10月27日,文部科学省が,昨年度,全国の小中高校でのいじめ認知件数が18万8千件余りに上った,2014年度問題行動調査を公表しました。この数字は実は過去2番目に多く,危機的な状況です。
今回の報告から2つの問題点を取り上げてみましょう。
まず,今回,生徒の自殺事件を受けて調査をやり直したところ,集計数が約3万件も増えたことです。軽微なケースも計上したためと言うことですが,いじめの定義がしっかりと把握されているのでしょうか。いじめの判断については,少なからず現場に迷いも存在しますが,からかいなど軽い行為が深刻化し,悲劇につながる恐れもあります。小さなSOSを感知する鋭い眼を常に更新しておく「しかけ」が必要だと思います。

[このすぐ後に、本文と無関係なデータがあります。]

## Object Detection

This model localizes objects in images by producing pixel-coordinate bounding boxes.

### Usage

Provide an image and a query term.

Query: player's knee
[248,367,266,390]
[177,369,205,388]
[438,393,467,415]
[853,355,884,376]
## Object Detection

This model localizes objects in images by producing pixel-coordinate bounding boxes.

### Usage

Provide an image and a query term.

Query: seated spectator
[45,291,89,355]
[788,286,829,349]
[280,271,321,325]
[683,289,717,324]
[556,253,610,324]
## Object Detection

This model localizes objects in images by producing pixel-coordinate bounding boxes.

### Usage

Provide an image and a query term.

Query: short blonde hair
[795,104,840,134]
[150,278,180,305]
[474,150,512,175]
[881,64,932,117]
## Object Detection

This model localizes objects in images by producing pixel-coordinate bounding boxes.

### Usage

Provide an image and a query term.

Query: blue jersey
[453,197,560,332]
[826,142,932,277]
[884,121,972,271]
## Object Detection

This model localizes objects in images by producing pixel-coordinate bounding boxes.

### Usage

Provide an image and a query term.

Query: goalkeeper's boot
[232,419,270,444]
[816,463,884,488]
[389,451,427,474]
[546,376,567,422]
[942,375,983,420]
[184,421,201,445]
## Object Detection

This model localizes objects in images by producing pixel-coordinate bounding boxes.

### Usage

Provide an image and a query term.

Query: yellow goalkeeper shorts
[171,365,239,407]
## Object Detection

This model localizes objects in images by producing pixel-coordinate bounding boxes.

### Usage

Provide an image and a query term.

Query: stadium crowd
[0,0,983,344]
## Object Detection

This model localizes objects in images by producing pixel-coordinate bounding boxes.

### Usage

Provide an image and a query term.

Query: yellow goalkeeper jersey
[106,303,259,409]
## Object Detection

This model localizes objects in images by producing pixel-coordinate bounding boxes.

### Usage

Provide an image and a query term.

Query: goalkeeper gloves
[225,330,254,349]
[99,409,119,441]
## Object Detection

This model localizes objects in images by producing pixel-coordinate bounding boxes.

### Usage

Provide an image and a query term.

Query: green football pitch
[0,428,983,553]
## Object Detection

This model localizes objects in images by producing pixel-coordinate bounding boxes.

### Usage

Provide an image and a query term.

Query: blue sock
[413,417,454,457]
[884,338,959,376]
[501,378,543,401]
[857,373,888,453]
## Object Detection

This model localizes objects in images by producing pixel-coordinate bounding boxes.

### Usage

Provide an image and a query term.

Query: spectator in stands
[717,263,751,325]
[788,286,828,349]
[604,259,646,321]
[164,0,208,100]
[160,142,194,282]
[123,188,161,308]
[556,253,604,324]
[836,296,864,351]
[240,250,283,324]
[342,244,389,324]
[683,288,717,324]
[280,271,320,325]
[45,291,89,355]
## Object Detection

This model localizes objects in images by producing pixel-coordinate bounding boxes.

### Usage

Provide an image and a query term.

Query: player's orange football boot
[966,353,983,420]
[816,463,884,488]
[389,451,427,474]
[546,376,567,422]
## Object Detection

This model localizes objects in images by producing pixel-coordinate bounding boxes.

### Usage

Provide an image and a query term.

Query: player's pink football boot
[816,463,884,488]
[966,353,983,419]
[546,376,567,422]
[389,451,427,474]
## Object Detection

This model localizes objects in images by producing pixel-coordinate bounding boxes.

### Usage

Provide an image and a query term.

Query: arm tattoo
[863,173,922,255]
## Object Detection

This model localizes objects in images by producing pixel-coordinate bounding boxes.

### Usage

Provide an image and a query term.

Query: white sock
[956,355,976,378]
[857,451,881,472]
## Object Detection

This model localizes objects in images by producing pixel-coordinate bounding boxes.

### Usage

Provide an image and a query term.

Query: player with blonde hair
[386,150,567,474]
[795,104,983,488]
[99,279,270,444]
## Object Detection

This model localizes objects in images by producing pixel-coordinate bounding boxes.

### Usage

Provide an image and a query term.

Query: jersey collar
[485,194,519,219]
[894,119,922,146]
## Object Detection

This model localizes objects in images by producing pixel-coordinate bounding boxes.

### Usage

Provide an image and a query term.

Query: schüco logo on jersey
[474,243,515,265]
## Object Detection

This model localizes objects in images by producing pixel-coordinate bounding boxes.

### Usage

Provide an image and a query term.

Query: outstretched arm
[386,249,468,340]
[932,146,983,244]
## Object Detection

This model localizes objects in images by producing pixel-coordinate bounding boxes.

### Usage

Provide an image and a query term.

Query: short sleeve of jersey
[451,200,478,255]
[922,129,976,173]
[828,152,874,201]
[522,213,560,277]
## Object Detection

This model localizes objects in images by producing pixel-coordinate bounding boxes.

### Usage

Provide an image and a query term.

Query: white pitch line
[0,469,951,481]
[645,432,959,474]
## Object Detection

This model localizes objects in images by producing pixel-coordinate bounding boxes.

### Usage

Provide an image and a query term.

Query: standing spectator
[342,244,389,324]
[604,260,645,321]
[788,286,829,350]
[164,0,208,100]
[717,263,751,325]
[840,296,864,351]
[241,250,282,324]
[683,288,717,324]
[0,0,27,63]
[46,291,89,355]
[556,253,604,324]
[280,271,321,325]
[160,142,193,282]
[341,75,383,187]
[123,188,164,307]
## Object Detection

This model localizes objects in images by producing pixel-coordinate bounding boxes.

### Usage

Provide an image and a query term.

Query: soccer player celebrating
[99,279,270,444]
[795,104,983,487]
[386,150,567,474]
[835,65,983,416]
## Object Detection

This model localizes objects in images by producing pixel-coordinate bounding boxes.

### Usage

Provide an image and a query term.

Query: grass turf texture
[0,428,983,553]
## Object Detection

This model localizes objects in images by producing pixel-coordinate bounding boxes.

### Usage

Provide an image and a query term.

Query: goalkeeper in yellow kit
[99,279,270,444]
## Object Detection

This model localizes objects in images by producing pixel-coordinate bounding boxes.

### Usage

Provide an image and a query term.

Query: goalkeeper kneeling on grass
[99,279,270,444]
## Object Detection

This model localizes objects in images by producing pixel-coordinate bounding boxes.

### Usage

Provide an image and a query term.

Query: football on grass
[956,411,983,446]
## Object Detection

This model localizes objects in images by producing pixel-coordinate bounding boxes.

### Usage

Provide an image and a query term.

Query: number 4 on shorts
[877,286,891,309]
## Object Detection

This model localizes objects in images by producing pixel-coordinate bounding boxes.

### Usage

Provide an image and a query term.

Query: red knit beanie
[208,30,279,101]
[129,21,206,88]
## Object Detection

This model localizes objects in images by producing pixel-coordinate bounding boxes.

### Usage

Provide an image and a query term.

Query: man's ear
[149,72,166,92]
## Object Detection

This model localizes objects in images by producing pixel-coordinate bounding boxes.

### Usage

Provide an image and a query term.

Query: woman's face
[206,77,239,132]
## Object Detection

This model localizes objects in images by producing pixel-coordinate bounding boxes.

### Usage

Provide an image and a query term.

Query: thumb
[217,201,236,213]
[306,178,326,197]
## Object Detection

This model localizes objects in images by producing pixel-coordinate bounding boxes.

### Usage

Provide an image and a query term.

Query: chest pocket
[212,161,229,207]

2つ目は,いじめの発生率の地域差です。都道府県によっては,千人当たりの件数に30倍もの格差が見られました。これを見ると,発表された数値が実数を反映しているとは思えません。「臭いものには蓋」といった心理がどこかに働いている気がします。調査の仕方を含めて考え直す必要がありそうです。

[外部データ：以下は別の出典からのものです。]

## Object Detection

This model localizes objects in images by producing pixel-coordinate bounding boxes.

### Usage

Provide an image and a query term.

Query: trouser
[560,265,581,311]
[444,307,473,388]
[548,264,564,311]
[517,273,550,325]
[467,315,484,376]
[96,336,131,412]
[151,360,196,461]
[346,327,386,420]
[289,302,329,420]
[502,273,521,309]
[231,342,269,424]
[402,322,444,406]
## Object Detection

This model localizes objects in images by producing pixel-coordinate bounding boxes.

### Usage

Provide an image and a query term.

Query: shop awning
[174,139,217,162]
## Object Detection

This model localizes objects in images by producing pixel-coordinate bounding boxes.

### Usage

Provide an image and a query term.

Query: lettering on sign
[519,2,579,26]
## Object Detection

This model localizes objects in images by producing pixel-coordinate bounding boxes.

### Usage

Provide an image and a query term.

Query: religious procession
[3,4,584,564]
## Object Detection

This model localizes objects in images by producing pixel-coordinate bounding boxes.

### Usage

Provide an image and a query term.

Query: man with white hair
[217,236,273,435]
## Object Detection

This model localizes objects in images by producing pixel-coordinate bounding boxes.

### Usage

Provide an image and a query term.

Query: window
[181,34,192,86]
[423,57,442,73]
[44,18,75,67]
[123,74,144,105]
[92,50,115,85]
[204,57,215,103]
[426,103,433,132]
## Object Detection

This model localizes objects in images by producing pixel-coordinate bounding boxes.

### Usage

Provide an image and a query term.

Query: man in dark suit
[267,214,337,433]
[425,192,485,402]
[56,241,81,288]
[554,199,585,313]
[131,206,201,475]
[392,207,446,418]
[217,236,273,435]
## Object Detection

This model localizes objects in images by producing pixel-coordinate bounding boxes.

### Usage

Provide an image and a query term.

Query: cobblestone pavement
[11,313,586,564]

最後に国の役割についてです。文科省は早期の発見・解決のためスクールカウンセラーの配置拡充などを計画し,予算計上するそうです。しかし,上記調査によれば「状況を聞く」「ケアを行う」のは教職員がほとんどで「カウンセラーら相談員による対応はごくわずか」でした。その教職員が多忙で対応ができないのだとすれば,相談員の配置拡充で問題は解決に向かうのでしょうか。
最近ではLINEなどによる見えにくい嫌がらせも増えています。いじめの芽を見つけて摘みとる,あるいはいじめなど寄せ付けない子どもを育てる,そういう現場力の強化が重要だと考えます。